Is Data Really a Mirage?

Here are some thoughts in response to Gerardo Dada’s thoughtful December 25, 2014 LinkedIn post, “The Mirage of Data.” Each numbered statement is quoted directly from Dada’s original post, with our response just below that:

1. Data only looks at the past

MindEcology response:
True, but that fact alone does not render data useless. Past trends can often be extrapolated to likely future events with high confidence levels, but admittedly they can never be relied on to predict the future with 100% accuracy. While we can never know the future with certainty, predicting possible futures based on past data is much more likely to get you closer to the truth than completely ignoring the past.

2. Data cannot answer “why” and fails to capture emotion

MindEcology response: True: we data geeks are quite used to repeating the mantra “correlation is not causation.” But again, this fact doesn’t keep us from leveraging data to make sound decisions. Data doesn’t need to tell us the “why” in order to be an effective predictor of possible future scenarios. Rather, it just needs to show (or not show) statistically significant correlations in order to point towards the best path of effective action. We can leave the “why” to philosophers.

3. Data is always biased

MindEcology response: No statement is always true, including this one. Example: if my server log counts 100 visits to my Home page on a given day, we can safely take that to mean 100 visits; not a lot of room for bias (provided that my server log is working properly). However, data gets more biased when we start drawing conclusions about what we “should” do with the data we have collected. For example, it is a well-known bias that we collectively tend to look at the data we want to see – the data that supports our per-conceived notions – rather than looking at the entirety of the data. But it’s important to remember that it’s not usually the data that is biased – it is we, the interpreters of that data – who need to do our best to check our biases at the door as best we can.

4. We often look at the data we can collect, not the data we need

MindEcology response:
Agreed. A corollary to this proposition: we often look at the wrong data, or worse, we look at data just for data’s sake. A savvy analyst will home in on the small handful of data points that matter to her business decisions and purposefully filter out the noise.

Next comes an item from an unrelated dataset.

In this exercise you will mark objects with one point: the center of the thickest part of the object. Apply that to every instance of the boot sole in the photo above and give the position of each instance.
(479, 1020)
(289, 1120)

5. Data makes it easy to confuse correlation with causation

MindEcology response: Agreed. See above. But again, that doesn’t always matter. We don’t have to know the flow of causation in order to draw conclusions based on correlations. For example: if the data show that my best locations have historically performed better when located within two city blocks of an office park, this fact doesn’t mean for certain that people from the office park are directly bringing me business. The business could very well be coming from somewhere else. That said, if the data shows such a trend across multiple samples with a strong level of statistical significance, I had darn better well not ignore the finding when making future site selection decisions.

6. The delusion of a single explanation

MindEcology response:
Agreed. Reality is complex and multi-dimensional. Relying on a handful of data points to explain complex realities is tantamount to extreme prejudice or worse, total insanity. However, explanations are often not what are required to make business decisions. If it’s raining outside, I’m going to put on a raincoat in order to stay dry before going out. This would be my likely course of action, regardless of whether the fact that it is raining tells me anything meaningful about why the world is the way it is or how the world works (again, leave that part to the philosophers).

7. More data is not better data


MindEcology response:
Completely agreed and well said. In fact, almost always, less is more.